Через несколько минут на небольшую поляну в сопровождении Ахмеда вышел Данилка. Увидев мать, он стремительно бросился ей навстречу. Федосья с трудом узнала сына.
— Данилушка, сынок, — прижав его голову к груди, женщина плакала, сотрясаясь от тяжелых рыданий. Ахмед стоял, молча опираясь на казаргу. На его красивом, точно выточенном из мрамора, лице промелькнуло страдальческое выражение и тотчас исчезло. Может быть, в этот миг он вспомнил свою мать, которой давно уже не было в живых.
— Мама, как ты не побоялась к нам идти? — уже окрепшим голосом спросил Данилка.
— Спасибо, Артем привел. Почему домой не пошел? — спросила она, успокаиваясь.
— Боюсь приказчика. Поймают, будут пытать, да и тяте за меня влетит.
— Но и в тайге жить боязно.
— Не-ет, — протянул Данилка, — мне с Ахмедом не страшно, — кивнул он головой в сторону охотника.
— Спасибо и тебе за сыночка, — произнесла с чувством женщина.
Ахмед приложил руку к сердцу. Плохо понимая русскую речь, он по интонации голоса чувствовал, что мать Данилки сказала что-то хорошее.
— Пошли к нашему балагану, — предложил Данилка. — Ты с нами пойдешь или обратно? — обратился он к Артемке.
— Мне пора в казарму, — ответил друг.
— Ладно, тебя проводит Ахмед. Пошли.
Мать с сыном направились к шалашу, охотник с Артемкой — к казарме.
— Мама, скоро крутояр. Держись за мое плечо.
Цепляясь одной рукой за кустарник, второй придерживаясь за плечо сына, Федосья осторожно стала спускаться в ущелье. Вот и шалаш. Данилка подбросил хворосту в костер. Яркое пламя осветило исхудавшее лицо сына и усталую фигуру матери.
Рассказывая о своих злоключениях на руднике, Данилка незаметно склонил голову на колени матери и уснул. Федосья долго сидела у огня, думая о горькой судьбе сына.
Вернулся Ахмед, подойдя к потухшему костру, опустился на корточки.
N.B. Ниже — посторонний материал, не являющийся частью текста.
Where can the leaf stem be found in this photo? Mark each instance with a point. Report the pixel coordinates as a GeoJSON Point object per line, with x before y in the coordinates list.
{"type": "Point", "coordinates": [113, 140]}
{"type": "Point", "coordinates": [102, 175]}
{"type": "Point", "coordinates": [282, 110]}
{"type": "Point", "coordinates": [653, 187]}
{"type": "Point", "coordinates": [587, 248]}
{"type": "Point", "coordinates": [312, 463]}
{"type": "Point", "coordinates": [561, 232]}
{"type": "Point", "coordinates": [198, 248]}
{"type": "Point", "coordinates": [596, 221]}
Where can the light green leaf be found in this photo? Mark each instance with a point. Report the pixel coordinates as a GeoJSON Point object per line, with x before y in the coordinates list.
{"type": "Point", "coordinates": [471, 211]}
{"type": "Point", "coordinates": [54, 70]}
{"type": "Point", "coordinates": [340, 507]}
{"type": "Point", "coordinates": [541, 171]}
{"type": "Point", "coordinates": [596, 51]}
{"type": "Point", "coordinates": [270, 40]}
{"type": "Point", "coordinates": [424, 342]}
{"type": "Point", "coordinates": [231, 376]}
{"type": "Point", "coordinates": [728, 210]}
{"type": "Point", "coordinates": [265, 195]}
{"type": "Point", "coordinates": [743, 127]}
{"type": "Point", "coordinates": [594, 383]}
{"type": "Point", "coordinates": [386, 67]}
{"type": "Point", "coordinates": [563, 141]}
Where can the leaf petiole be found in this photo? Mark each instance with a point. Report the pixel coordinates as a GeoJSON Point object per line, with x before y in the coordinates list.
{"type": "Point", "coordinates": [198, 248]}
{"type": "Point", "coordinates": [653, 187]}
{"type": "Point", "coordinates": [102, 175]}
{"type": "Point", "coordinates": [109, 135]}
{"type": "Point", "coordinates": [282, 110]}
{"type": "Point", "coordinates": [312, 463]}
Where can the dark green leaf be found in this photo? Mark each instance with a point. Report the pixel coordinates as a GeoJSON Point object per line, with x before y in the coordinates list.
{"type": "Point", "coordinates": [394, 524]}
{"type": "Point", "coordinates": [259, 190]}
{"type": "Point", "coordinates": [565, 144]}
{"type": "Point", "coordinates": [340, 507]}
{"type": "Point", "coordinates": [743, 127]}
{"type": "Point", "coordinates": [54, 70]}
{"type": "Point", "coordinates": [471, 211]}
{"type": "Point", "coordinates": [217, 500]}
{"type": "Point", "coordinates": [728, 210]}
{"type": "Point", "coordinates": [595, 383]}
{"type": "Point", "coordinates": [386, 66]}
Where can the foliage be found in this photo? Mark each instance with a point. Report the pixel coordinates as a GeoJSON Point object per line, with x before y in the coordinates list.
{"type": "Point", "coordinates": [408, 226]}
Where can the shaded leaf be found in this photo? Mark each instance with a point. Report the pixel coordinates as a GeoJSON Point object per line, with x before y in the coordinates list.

— Малай якши, — кивнул он головой в сторону спящего Данилки. — Шибко якши, — повторил он.
— Домой я его возьму, — сказала тихо Федосья.
— Латна. Надо помогайт, Ахмед зови. Моя здесь будет. Голова кладем — Данилка выручам.
— Спасибо, — женщина слабо улыбнулась. — Может, обойдется без греха.
Когда взошло солнце, Федосья с Данилкой были уже далеко от Шуйды. Сторонясь людей и дорог, шли тайгой, приближаясь к лесному кордону, где жил Афоня.
Стоял жаркий полдень. Прячась от палящего солнца, они уселись под густую ель. Развязав узелок, Федосья подала сыну хлеб.
— Поешь, поди, проголодался. А лоб перекрестить надо или нет? — спросила она, видя, что сын, не перекрестившись, энергично взялся за краюху.
— Ты с этим Ахмедом совсем бога забыл. Грешно, — наставительно заметила женщина, — он наш заступник.
— А когда меня Гурьян драл, почему бог не заступился? — сдвинув белесые брови, спросил Данилка.
Федосья всплеснула руками.
— Да где ты этому, варнак, научился? — спросила она сердито.
Данилка, не желая больше огорчать мать, замолчал.
— Настоящий мухамет стал. Гляди, скоро и мать с отцом признавать не станешь. Смотри у меня, своевольничать не дам, — погрозила она пальцем.
— Я ведь, мама, просто спросил, — заговорил виновато Данилка. — Бога не забываю, да и Ахмед по вечерам молится своему богу.
— То-то, — вздохнула с облегчением женщина.